Friday, 2 October 2009

"A Living Instrument of Christ": Clare reports on an ordination at Pluscarden and gives text of Abbot Gilbert's meditation on Priesthood

The Benedictine community of Pluscarden in Scotland has a new priest! Brother Dunstan was ordained on 20th August by Bishop Moran of Aberdeen. In the monastery's newsletter, Abbot Hugh Gilbert writes a moving meditation on the priesthood which deserves a wider readership. Here it is:

"The priesthood is more than anything a gift. As Fr Ronald Knox expressed it, '"Every ordination means the creation of a fresh unit of spiritual force", and creation is an act of God. By the laying-on of hands and the prayer of a Bishop, successor of the Apostles, the Holy Spirit is given a man in a particular way. he "is consecrated to God in a new way... and made a living instrument of Christ the Eternal Priest and so enabled to continue through time that wonderful work of salvation by which the human race was made whole again by power from above" (Decree on the Ministry and Life of Priests 12).

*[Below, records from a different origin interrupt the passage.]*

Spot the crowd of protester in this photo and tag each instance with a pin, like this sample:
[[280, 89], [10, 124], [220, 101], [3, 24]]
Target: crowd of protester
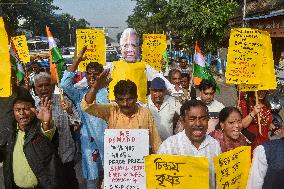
[[44, 135]]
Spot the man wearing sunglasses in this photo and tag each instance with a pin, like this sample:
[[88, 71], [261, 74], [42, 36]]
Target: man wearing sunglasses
[[92, 130]]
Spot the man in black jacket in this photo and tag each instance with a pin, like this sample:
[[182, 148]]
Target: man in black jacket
[[30, 153]]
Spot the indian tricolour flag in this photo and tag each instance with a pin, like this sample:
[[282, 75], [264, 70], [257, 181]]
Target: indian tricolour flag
[[200, 69], [16, 63], [56, 59]]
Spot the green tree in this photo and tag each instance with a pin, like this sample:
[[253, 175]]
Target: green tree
[[35, 12], [205, 21], [63, 26]]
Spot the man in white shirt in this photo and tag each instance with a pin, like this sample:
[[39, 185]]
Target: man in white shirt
[[193, 140], [165, 109], [267, 169], [207, 90]]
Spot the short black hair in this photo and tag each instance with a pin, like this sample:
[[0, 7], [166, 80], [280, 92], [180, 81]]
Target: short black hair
[[173, 71], [95, 65], [22, 94], [124, 87], [207, 84], [225, 113], [183, 75], [187, 105]]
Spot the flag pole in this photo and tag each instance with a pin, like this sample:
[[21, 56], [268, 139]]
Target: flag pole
[[258, 116], [58, 83]]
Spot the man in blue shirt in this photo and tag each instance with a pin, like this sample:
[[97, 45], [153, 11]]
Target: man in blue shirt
[[92, 131]]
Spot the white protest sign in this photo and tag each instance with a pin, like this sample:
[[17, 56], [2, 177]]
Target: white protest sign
[[124, 158]]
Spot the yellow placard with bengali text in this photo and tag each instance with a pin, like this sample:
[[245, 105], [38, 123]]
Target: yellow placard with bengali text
[[21, 46], [152, 49], [268, 76], [134, 72], [176, 172], [96, 48], [245, 54], [5, 65], [232, 168]]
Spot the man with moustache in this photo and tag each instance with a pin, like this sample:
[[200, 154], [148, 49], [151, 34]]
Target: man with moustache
[[193, 140], [164, 108], [130, 68], [30, 154], [125, 113], [207, 90]]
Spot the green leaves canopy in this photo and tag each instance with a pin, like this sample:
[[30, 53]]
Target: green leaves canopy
[[203, 20]]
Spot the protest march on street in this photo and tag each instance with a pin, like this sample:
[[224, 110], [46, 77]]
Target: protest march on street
[[177, 101]]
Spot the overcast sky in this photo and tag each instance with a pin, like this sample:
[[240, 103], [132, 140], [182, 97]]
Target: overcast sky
[[106, 13]]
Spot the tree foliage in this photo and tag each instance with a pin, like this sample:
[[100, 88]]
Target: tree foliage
[[205, 21], [36, 14]]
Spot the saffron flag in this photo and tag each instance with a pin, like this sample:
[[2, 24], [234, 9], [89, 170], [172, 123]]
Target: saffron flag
[[200, 69], [153, 47], [16, 63], [232, 168], [56, 59], [176, 172], [166, 59], [5, 65], [21, 47]]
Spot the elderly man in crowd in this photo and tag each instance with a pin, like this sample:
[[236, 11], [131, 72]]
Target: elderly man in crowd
[[92, 131], [130, 69], [207, 90], [193, 140], [164, 108], [30, 154], [126, 113], [267, 167], [65, 119]]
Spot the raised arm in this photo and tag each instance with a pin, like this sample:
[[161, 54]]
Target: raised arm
[[77, 61], [151, 73], [67, 81], [89, 104]]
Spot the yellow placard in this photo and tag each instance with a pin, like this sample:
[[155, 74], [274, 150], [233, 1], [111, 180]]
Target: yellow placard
[[268, 76], [152, 49], [5, 65], [21, 46], [95, 42], [134, 72], [232, 168], [245, 54], [176, 172]]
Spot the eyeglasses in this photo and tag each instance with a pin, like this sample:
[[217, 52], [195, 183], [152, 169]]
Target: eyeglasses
[[127, 100]]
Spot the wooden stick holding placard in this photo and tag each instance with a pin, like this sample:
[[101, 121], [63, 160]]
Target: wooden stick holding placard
[[258, 116]]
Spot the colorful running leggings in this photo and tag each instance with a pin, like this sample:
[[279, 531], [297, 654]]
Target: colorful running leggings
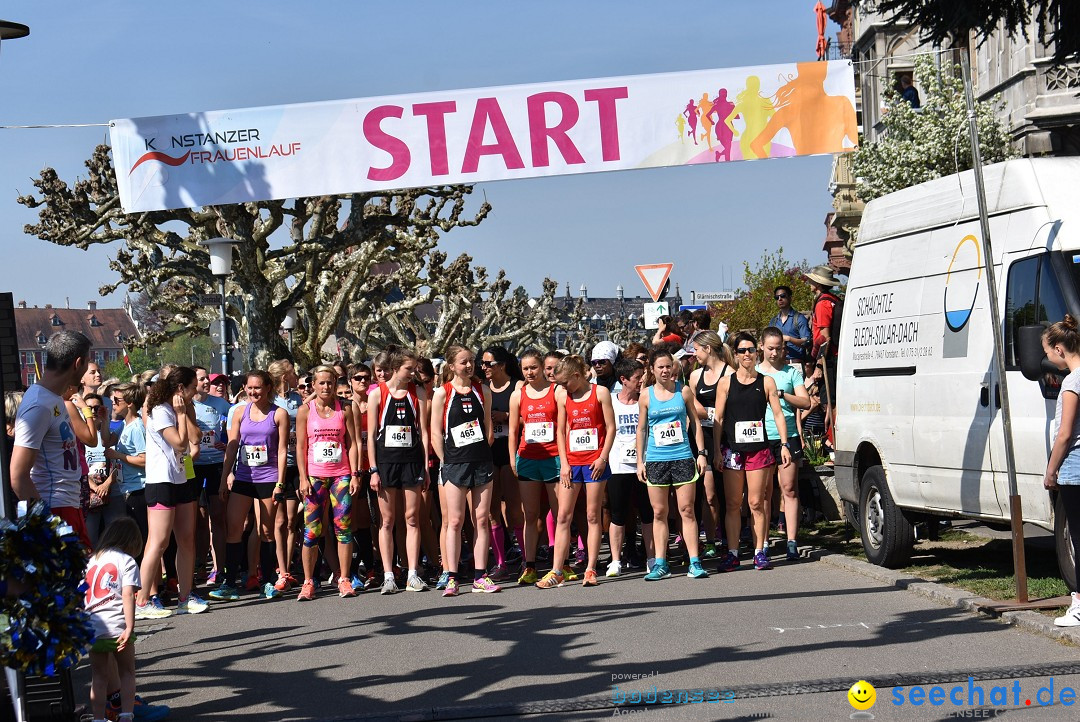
[[314, 504]]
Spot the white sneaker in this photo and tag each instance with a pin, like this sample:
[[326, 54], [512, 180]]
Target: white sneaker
[[1071, 616]]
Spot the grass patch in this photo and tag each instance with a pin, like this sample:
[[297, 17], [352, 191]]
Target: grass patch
[[958, 559]]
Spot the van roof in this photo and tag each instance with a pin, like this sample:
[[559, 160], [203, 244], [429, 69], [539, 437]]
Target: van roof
[[1012, 185]]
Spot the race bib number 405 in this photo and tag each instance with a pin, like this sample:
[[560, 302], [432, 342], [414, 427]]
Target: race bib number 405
[[467, 433], [750, 432], [584, 439]]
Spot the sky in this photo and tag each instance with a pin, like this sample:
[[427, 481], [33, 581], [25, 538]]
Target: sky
[[90, 63]]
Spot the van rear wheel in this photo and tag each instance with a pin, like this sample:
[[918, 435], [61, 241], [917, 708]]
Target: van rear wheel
[[888, 536], [1063, 542]]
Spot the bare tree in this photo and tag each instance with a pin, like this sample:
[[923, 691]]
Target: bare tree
[[338, 253]]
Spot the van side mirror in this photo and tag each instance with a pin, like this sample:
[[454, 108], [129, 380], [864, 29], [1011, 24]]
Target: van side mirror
[[1029, 350]]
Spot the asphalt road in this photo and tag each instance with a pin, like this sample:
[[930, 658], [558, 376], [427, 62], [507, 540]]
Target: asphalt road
[[783, 643]]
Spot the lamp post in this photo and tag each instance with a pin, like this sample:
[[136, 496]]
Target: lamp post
[[220, 266], [287, 324]]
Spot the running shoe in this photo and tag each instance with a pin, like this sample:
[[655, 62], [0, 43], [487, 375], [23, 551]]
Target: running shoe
[[152, 610], [345, 588], [793, 550], [225, 593], [1071, 616], [728, 563], [193, 604], [307, 591], [660, 571], [500, 573], [551, 580], [486, 585]]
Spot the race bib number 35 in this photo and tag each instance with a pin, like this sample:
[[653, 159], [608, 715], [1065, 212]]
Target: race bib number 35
[[584, 439], [541, 432], [750, 432], [467, 433], [326, 452], [256, 455]]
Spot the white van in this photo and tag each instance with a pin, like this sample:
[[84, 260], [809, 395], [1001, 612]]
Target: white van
[[918, 431]]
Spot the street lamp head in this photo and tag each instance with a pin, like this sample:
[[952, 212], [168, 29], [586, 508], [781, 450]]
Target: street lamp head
[[220, 255], [11, 30], [288, 323]]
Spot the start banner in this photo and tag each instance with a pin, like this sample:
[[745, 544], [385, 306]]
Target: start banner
[[487, 134]]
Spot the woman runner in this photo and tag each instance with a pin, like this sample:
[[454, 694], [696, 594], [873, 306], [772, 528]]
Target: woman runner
[[255, 461], [327, 455], [397, 451], [532, 419], [460, 432], [171, 434], [714, 363], [584, 432], [742, 400], [664, 460], [503, 378]]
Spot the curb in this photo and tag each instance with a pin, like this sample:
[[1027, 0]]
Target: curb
[[1026, 620]]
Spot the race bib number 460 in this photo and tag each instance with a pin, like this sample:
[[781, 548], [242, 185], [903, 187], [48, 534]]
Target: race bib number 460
[[584, 439], [256, 455], [467, 433], [540, 432], [750, 432]]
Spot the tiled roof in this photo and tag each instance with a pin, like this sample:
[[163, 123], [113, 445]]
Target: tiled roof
[[99, 325]]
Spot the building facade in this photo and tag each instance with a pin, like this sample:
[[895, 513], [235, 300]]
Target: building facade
[[108, 330]]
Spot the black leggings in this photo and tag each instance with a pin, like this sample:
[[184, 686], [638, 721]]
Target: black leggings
[[1070, 500], [622, 488]]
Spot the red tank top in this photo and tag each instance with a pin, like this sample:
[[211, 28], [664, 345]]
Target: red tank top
[[538, 425], [585, 430]]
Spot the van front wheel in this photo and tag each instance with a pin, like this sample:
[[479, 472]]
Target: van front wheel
[[1063, 541], [888, 536]]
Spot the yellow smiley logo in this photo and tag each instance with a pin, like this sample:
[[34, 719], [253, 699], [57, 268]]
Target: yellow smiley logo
[[862, 695]]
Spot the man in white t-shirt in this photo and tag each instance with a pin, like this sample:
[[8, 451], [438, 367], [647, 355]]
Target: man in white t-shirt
[[44, 463]]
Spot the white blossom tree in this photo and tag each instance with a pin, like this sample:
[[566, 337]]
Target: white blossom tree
[[931, 141]]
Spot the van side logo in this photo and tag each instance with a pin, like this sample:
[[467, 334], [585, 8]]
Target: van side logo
[[959, 298]]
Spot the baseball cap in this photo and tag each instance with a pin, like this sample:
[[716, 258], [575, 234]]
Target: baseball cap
[[605, 351]]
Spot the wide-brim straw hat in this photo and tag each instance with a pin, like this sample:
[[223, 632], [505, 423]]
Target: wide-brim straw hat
[[823, 275]]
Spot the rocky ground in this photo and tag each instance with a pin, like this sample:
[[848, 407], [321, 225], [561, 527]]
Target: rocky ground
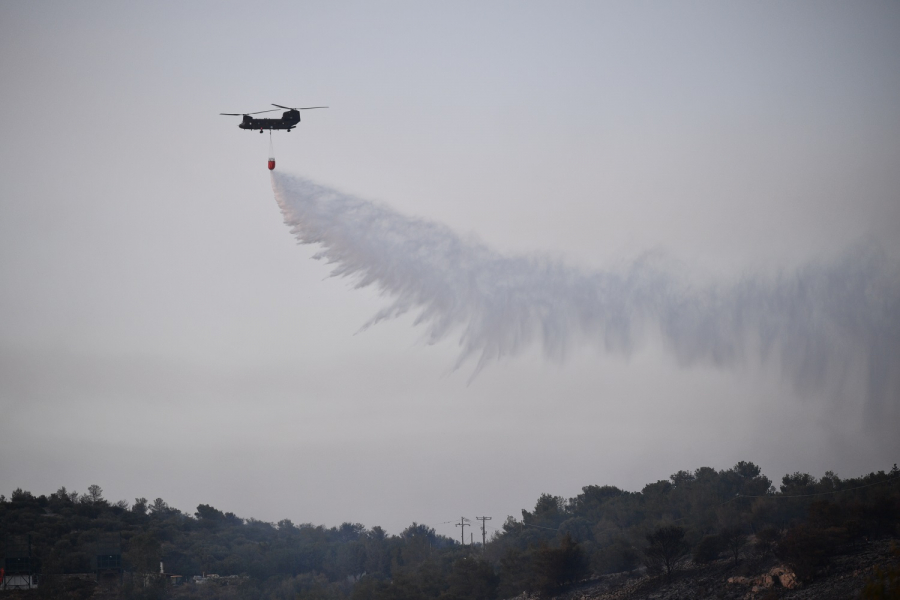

But this gift, like many another, goes beyond the recipient. It's too much for him. By it, the lesser (a man) becomes a bearer of something greater than himself (the grace of Christ, the God-man). There is a disproportion. It does not make for comfort. St Paul used the image of a 'treasure', something valuable and precious, confided to a clay pot, an 'earthenware vessel', weak and all too liable to break (2 Cor 4:7). There is no shortage of contemporary experience of the break-able breaking. Here is one reason surely for the Pope's initiative of a Year for Priests. And here too we can appreciate the prayer mentioned above. It offers us a 'take' on the paradox. We pray that God himself will look after the gift in the person to whom it has been give; that he will guard it, protect it, keep it; that he will enable the recipient to carry it, perhaps by a surprising mercy sparing him the full realisation of it.

The gift is really given, like the gift of our existence, and yet it also remains God's. He does not abandon the gift "If we are faithless, he remains faithful - for he cannot deny himself" (2 Tim 2:13). he protects the gift, keeps it safe, makes it effective. It is all God's work. In this perspective, the priest can find comfort as well as a call to prayer. The whole Church, in fact, can find comfort; "For the gifts and the call of God are irrevocable" (Rom 11:29).

In this Year of the Priest, then, may I commend our new priest Fr Dunstan to the prayer of our readers, that he may make more and more progress towards God, persevere to the end, and bring the joy of the truth to many through his ministry. The gift of the priesthood, like every gift, is a gift for others and in praying for Fr Dunstan and all priests (including those we feel have failed us) we are also praying for ourselves."

Fr Hugh's prayerful insight into the nature of the priesthood will inspire spiritual mothers everywhere. His final prayer for the new priest in the community we can adapt for all the priests we pray for. Let's add a little prayer for Fr Dunstan and the Pluscarden monks as well.

Also from the newsletter comes this quotation from the Vatican II document Presbyterorum Ordinis*

"The spiritual gift which priests receive at their ordination prepares them not for a sort of limited and narrow mission but for the widest possible and universal mission of salvation, 'even to the ends of the earth' (Acts 1:8), for every priestly ministry shares in the universality of the mission Christ entrusted to his apostles. The priesthood of Christ, in which all priests really share, is necessarily intended for all peoples and all times, and it knows no limits of blood, nationality or time, since it is already mysteriously prefigured in the person of Melchisedech."

Jane's comment.
Thanks very much for this valuable contribution Clare.
*The complete document mentioned in the Pluscarden newsletter is to be found here. It has 23 pages and is structured as follows: Preface; Chapter I - The Priesthood in the Ministry of the Church; Chapter II - The Ministry of Priests; Chapter III - The Life of Priests; Conclusion and Exhortation. It's printable and is on my Advent Reading list.

May I also recommend Abbot Hugh Gilbert's book "Unfolding the Mystery: Monastic Conferences on the Liturgical Year" This is available from for Europe as little as £5.75 used, and £8.36 new, International delivery available. For USA customers it costs $ 17.95 from


  1. Thank you Clare and Jane, for this post. Your blog is a treasure. Because you are using this medium many more people can meditate on spiritual motherhood and embrace this vocation.

  2. Dear Jane Teresa,

    Thanks for your much appreciated encouragement. We pray constantly that the blog will fulfil its major purposes: that through it, more and more women will get to hear about sprititual motherhood; that those who have already embraced the vocation will find that it supports them spiritually and give them a sense of global solidarity in their spiritual maternity of priests; and that it will be a source of relevant, continually updated news, information and resources.

    This is quite a big remit and I'm blessed to have Clare and Mark to help me!

    Thanks for your own blog "My Heart was Restless", which I visit everyday.